グリオーマ患者では,治療前から高次脳機能障害を合併していることが少なくない.高次脳機能障害は,患者のquality of lifeに直結するため,早期にその症状を把握することが患者支援に重要である.グリオーマはWHO Gradeの違いによって進行速度や生命予後が異なるが,高次脳機能の特徴については不明な点が多い.我々は以前WAIS-Ⅲ,WMS-Rといった詳細な神経心理検査を行い,GradeⅣの患者がGradeⅢの患者と比較して高次脳機能が低下していることを報告した.しかし,検査に時間を要するために治療緊急度の高い症例は対象から除外されていた.そこで,本研究ではグリオーマ患者をWHO Gradeに基づいて群分けし,ベッドサイドでも実施可能な神経心理検査を用いて,それぞれの群の高次脳機能の特徴について検討した.
【対象】
2018年4月1日〜2021年12月31日に当院に手術前の精査目的で入院した右利きのグリオーマ患者30名を対象とした.GradeⅡは10名(平均年齢45.6歳,左半球病巣6名,右半球病巣4名),GradeⅢは8名(平均年齢48歳,左半球病巣5名,右半球病巣3名),GradeⅣは12名(平均年齢52歳,左半球病巣6名,右半球病巣6名)であった.患者には研究の目的を説明し,書面で同意を得た.
【方法】
認知機能低下の鑑別は日本語版Montreal Cognitive Assessment(MOCA-J)を用いて行った.言語性記憶,視覚性記憶,遂行機能はそれぞれ日本語版Hopkins Verbal Learning Test–Revised(HTVL-R)の再生合計のT-score,Reyの複雑図形(ROCFT)3分後再生のT-score,Trail Making Test 日本版バージョンB(TMT-B-J)を用いて評価した.全ての検査の所要時間は約30分であった.MOCA-Jはcut-off point(26点)以下の人数の割合,その他の評価項目は-1SD以下および-2SD以下(TMT-J-Bの場合のみ1SD以上および2SD以上)の人数の割合をそれぞれGrade別に算出した.
【結果】
<MOCA-J>GradeⅡ:平均26±3.4点(cut-off point以下 40%),GradeⅢ:平均26.8±1.8点(cut-off point以下12.5%),GradeⅣ:平均23.3±6.4点(cut-off point以下66.7%)であった.

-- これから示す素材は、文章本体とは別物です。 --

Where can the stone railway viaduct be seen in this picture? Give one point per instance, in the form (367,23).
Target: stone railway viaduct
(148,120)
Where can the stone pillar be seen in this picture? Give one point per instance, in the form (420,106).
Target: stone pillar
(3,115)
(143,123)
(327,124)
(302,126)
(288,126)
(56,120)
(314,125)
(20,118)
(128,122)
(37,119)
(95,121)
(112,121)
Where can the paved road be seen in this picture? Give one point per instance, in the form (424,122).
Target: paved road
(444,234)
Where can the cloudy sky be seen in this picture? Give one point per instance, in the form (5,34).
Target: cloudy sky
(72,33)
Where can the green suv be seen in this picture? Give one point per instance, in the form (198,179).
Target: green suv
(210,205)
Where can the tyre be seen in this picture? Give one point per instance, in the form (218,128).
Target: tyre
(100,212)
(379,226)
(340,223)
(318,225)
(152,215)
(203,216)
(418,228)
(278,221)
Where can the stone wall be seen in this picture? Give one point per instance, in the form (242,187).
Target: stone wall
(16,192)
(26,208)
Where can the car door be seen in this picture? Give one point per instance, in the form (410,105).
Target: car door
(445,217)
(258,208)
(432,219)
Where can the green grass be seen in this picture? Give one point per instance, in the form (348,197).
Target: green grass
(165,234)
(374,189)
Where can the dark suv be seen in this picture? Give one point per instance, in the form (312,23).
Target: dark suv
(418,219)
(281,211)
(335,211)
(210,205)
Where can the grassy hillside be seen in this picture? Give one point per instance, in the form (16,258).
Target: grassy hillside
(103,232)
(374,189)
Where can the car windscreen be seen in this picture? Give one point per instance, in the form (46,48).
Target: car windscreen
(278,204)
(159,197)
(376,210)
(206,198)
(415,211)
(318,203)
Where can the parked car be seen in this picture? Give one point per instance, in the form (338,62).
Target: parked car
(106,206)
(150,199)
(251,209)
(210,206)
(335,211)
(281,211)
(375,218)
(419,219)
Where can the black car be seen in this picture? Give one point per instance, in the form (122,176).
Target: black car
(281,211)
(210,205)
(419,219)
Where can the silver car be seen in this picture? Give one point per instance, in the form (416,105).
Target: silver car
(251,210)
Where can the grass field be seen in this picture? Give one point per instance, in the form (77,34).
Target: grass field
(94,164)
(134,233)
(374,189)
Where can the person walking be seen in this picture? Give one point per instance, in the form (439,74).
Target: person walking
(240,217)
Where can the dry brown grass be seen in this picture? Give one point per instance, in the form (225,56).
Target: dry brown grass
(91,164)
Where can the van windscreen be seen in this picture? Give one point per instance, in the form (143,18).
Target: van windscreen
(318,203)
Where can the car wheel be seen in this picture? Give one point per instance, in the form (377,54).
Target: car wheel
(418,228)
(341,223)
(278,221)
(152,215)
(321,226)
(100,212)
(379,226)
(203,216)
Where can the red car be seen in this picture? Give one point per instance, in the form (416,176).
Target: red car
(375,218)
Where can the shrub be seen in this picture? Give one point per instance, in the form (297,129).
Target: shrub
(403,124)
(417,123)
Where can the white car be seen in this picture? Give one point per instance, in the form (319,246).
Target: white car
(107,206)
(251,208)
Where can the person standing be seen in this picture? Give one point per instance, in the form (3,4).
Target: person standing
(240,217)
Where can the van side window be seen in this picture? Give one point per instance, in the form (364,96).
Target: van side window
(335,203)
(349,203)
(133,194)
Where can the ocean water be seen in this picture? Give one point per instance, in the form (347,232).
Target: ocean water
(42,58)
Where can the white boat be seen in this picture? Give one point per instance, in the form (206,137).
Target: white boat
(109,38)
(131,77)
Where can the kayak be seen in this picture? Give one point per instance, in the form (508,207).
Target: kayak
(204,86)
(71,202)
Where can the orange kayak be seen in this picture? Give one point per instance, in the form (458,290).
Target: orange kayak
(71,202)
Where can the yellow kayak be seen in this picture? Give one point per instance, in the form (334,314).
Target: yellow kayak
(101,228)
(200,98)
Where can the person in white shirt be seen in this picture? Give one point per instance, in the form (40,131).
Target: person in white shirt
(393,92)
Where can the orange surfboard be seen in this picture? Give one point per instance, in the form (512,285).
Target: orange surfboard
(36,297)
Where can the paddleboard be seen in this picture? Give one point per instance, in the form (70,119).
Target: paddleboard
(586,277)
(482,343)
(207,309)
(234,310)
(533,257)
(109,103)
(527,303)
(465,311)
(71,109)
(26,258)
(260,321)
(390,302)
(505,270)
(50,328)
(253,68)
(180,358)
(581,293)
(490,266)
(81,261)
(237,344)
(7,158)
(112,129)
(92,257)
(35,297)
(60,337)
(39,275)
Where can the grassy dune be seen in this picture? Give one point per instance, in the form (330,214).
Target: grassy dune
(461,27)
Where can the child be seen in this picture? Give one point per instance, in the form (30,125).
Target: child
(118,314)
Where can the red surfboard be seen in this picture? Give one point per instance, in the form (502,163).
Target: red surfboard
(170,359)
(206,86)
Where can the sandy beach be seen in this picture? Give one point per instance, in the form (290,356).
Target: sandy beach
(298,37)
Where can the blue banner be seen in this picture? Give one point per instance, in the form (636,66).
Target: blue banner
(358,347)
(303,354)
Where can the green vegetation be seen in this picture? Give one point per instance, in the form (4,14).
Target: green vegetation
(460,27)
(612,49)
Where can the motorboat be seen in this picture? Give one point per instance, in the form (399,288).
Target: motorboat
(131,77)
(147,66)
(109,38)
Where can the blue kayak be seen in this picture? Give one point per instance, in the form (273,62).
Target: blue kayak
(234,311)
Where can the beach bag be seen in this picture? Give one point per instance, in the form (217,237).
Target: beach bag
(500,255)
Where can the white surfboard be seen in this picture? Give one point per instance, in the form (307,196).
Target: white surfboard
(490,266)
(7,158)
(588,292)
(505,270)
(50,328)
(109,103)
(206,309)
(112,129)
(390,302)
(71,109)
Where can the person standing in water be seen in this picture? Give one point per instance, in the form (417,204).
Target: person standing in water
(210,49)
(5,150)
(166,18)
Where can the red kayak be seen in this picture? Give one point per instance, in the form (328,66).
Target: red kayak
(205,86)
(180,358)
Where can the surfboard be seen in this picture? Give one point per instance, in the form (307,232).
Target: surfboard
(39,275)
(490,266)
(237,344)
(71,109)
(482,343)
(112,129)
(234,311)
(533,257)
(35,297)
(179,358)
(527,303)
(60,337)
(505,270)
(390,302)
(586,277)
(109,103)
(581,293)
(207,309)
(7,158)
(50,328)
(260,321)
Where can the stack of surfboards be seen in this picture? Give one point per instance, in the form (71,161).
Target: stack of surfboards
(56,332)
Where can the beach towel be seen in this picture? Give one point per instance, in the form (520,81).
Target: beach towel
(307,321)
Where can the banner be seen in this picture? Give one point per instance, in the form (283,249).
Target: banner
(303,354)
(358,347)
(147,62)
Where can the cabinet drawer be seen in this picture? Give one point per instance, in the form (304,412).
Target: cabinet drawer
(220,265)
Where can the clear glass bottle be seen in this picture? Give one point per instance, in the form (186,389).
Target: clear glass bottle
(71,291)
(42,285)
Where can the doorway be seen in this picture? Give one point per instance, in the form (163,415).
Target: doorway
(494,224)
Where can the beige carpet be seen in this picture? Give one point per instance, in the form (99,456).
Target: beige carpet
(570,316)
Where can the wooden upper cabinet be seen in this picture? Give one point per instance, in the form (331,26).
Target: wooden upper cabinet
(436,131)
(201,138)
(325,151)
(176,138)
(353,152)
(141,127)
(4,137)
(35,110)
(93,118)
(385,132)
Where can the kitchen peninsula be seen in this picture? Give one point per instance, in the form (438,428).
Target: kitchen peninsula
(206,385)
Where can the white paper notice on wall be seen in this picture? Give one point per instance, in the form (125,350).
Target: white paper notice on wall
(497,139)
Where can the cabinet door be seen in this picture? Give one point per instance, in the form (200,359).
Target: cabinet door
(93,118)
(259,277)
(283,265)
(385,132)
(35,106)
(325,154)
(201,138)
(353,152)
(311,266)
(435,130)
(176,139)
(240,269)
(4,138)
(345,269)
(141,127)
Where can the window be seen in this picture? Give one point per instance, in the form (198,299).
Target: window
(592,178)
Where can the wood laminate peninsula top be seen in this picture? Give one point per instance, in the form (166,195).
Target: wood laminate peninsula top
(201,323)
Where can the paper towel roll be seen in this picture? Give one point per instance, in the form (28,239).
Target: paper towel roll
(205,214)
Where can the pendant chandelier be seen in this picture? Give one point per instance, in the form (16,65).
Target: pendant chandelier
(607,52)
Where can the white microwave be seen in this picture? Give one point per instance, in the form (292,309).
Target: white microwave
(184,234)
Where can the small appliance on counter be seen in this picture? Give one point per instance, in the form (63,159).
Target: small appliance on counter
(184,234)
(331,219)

<HVLT-R 再生合計>GradeⅡ:T-score 平均47.3±11.7 ( -1SD 以下30 % , -2SD 以下0 % ) ,GradeⅢ:T-score平均45±13.3(-1SD以下37.5%,-2SD以下12.5%),GradeⅣ: T-score平均40.3±16(-1SD以下58.3%,-2SD以下25.5%)であった.
<ROCFT 3分後再生>GradeⅡ:T-score:平均57.1±15.9(-1SD以下30%,-2SD以下0%),GradeⅢ: T-score平均54.4±13.1(-1SD以下14.3%,-2SD以下0%),GradeⅣ:T-score平均45.3±22.8(-1SD以下50%,-2SD以下33.3%)であった.
<TMT-J-B>GradeⅡ:到達秒数平均60.5±22.2秒(1SD以上30%,2SD以上30%),GradeⅢ:到達秒数平均62.4±24秒(1SD以上50%,2SD以上12.5%),GradeⅣ:到達秒数平均133.7±106.3秒(1SD以上66.7%,2SD以上58.3%)であった.
【考察】
Low-grade 患者に比べてHigh-grade 患者は術前から高次脳機能が低下する傾向がある(Kasselら 2019).Yamawakiら(2021)やLiuら(2016)も,GradeⅣがGradeⅢよりも高次脳機能低下があると報告している.本研究結果はこれらの報告と同様であり,ベッドサイドでも行える簡便な神経心理検査でグリオーマ患者の高次脳機能を把握できた.本検査法は,治療緊急度の高い患者であっても短時間で患者の高次脳機能低下を適切に評価し得るという点で臨床的に有用である.